I am trying to create a TxDb for a non-model organism. The genome is annotated on NCBI and the associated GO files, etc are on there. So, I am trying to use the makeTxDbFromGAF() function. I continue to get the same error no matter what I try, that the first column must be the gene ID "GID".
library("AnnotationForge")
library("BaseSet")
library("dplyr")
library("BaseSet")
gaf<-getGAF("gene_ontology.gaf")
gaf_data <- as.data.frame(gaf)
head(gaf_data)
colnames(gaf_data)[colnames(gaf_data) == "DB_Object_ID"] <- "GID"

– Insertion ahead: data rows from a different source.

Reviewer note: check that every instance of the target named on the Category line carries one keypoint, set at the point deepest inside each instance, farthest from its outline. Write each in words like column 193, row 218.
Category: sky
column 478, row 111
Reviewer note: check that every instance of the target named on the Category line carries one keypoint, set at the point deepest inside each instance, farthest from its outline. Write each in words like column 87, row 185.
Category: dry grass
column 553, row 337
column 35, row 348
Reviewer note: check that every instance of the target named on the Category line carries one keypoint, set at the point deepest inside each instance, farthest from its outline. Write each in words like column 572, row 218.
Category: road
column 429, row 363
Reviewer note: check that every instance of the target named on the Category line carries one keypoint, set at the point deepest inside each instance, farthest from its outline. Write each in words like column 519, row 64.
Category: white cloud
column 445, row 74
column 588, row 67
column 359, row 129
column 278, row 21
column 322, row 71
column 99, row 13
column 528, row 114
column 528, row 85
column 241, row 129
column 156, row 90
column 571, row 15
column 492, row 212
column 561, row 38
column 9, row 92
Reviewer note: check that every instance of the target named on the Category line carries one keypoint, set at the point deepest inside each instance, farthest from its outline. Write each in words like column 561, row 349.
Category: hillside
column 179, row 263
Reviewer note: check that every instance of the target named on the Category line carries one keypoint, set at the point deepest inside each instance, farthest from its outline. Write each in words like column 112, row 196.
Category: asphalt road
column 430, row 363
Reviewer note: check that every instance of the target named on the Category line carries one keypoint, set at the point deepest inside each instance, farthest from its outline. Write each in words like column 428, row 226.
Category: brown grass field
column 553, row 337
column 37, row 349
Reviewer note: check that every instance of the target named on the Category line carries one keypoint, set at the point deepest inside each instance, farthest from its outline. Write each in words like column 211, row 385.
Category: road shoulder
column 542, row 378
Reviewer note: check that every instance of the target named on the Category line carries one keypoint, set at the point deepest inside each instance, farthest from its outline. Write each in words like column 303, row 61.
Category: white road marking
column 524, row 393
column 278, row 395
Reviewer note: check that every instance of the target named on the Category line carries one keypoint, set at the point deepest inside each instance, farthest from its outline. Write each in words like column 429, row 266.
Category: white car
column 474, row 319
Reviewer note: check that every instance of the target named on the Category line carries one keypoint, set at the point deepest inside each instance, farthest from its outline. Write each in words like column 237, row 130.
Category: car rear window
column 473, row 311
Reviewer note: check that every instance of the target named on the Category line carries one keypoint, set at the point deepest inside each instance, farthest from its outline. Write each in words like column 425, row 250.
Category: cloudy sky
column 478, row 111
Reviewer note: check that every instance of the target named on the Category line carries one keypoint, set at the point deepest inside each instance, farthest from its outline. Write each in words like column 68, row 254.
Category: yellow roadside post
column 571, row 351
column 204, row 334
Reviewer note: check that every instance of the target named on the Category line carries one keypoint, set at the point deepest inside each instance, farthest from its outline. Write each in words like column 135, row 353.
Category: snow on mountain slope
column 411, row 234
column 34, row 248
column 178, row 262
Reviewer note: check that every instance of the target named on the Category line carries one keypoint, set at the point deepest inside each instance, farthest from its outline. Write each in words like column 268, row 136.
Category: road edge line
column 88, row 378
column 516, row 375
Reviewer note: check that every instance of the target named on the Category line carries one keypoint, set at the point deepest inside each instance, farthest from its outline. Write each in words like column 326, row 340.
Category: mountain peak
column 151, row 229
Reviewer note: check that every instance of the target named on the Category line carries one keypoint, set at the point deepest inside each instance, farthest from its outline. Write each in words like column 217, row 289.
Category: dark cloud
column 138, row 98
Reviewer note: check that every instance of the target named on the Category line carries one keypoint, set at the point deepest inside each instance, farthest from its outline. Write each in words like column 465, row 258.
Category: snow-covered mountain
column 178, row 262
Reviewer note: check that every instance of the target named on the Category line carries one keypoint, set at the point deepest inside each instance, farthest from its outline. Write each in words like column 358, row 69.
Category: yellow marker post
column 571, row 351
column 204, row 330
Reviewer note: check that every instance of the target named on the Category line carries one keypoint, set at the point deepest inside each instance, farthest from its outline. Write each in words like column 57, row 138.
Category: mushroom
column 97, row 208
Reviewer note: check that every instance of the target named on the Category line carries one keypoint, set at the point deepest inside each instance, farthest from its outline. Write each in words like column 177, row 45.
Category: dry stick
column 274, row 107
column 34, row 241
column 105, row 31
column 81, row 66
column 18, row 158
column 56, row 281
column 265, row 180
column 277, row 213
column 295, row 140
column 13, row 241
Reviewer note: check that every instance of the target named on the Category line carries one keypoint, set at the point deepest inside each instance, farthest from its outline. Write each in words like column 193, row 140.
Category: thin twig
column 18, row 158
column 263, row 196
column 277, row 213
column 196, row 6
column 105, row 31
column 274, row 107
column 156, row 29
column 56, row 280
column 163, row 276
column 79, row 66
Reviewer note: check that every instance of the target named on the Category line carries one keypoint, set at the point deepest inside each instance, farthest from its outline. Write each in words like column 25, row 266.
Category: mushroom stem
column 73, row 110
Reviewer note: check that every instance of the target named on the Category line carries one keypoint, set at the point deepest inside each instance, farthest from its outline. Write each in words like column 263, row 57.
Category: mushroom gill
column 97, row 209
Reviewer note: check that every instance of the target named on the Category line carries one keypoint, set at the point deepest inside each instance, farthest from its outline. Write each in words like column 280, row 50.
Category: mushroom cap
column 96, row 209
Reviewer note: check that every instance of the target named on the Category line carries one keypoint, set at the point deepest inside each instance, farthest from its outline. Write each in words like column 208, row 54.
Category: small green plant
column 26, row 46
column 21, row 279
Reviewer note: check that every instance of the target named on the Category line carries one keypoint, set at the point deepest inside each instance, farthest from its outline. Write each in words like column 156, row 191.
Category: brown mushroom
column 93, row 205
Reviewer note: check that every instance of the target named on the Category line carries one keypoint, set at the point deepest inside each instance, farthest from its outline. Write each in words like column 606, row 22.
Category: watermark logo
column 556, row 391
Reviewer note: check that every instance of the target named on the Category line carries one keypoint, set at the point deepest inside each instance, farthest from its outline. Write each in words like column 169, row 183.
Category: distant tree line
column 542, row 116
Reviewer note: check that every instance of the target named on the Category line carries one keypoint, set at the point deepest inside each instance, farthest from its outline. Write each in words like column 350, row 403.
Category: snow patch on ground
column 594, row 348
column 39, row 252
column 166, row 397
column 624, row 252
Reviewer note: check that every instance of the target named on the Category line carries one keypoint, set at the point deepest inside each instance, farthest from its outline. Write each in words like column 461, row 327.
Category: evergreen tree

gaf_data <- gaf_data %>% select(GID, everything())
head(gaf_data)
makeOrgPackageFromGAF <- function(gaf_data, output_path) {
makeOrgPackage(
gene_info = gaf_data,
organism = "Haemorhous mexicanus",
version = "0.1",
maintainer = "Anna Perez-Umphrey <aperezumphrey@gmail.com>",
author = "Anna Perez-Umphrey <aperezumphrey@gmail.com>",
outputDir = output_path,
tax_id = "30427"
)
}
output_path <- "C:/Users/apere/Desktop/GO"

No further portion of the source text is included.